3. Killers of the Flower Moon

After the legendary comeback that was “The Irishman,” Martin Scorsese once again directed another masterpiece in the form of a period piece set in 1920s Oklahoma during the Osage murders. The film follows the murder of several prominent members of the Osage tribe in an effort to seize their oil rights. Not only is the movie a dark and twisted tale of generational grief and white violence amongst natives, the film is a commentary on the American peoples complacency regarding the settlement of native land and how the dark history of the birth of America is barely told. This film is a painstaking reminder on the cycle of violence and how it can unfortunately go unpunished.

2. Oppenheimer

Released at the height of the “Barbenheimer” hype, a phenomenon in which Greta Gerwig’s “Barbie” and Christopher Nolan’s “Oppenheimer" were released on the same day of July 21, 2023. Oppenheimer follows the life of J. Robert Oppenheimer, a nuclear physicist who was in charge of creating the atomic bomb. The film dives deep into the complexity of a complicated man who was seemingly responsible for the lives lost in Hiroshima and Nagasaki, a bombing that ended WWII. It begs the question on America being just as bad the “enemies” they the country defend against. Do the ends of bombing innocents justify the means of ending a brutal conflict?

Honorable Mentions:

Before you look at the number one spot, here are some honorable mentions of more great movies that came out in 2023. 

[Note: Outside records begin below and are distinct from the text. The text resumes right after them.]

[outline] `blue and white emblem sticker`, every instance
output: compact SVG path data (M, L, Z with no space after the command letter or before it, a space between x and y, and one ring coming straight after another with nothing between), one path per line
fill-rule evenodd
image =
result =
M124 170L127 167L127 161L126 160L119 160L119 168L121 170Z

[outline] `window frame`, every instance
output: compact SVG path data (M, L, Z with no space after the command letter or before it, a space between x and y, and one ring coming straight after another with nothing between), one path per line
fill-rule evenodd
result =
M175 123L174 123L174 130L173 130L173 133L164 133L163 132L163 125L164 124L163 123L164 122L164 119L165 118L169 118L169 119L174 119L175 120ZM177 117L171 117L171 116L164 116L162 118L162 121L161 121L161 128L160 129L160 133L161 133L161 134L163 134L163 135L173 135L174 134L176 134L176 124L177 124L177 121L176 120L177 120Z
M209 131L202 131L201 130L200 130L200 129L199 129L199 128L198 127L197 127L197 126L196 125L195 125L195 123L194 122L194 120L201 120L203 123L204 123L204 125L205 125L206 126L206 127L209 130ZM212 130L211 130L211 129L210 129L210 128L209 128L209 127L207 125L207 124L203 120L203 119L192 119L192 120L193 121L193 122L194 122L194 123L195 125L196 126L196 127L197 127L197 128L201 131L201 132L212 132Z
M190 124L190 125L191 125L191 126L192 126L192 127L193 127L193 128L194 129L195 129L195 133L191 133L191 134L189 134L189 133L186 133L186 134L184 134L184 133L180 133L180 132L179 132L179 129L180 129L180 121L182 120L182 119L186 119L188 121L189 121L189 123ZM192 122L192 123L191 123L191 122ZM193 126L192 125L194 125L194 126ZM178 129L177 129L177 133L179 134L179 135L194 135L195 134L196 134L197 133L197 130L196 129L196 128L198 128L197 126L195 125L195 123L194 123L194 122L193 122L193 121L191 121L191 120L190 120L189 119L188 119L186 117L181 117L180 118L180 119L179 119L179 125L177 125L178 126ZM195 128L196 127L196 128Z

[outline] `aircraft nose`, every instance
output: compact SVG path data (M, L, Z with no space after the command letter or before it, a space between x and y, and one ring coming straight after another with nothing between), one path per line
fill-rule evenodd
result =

  • Spider-Man: Across the Spider-Verse

  • Asteroid City

  • Showing Up

  • The Zone of Interest

  • All of Us Strangers

  • How to Blow Up a Pipeline

  • The Killer

  • Return to Seoul

  • The Iron Claw

  • Blackberry

  • Guardians of the Galaxy Vol. 3

  • Ferrari

  • Priscilla

1. Past Lives

This is Celine’s Song’s first movie of her career. The film follows these two people who reconnect after they both went their separate ways when they were kids. Nora had a life in America, where she lives in New York City with her husband, and Hae Sung stayed in South Korea where he had a life of his own. Sometimes that person from your childhood who you envision to be with won’t be a part of your life, and you can only imagine the type of life that they have while you have another life of your own. 

The movie is less of a romance movie, but more of a reconnection movie. It’s all about the importance of being your own person and having another life of your own, whether it’s being in a different relationship or being on your own, and the ending of “Past Lives” will stay with you. “Past Lives” is the masterpiece of last year.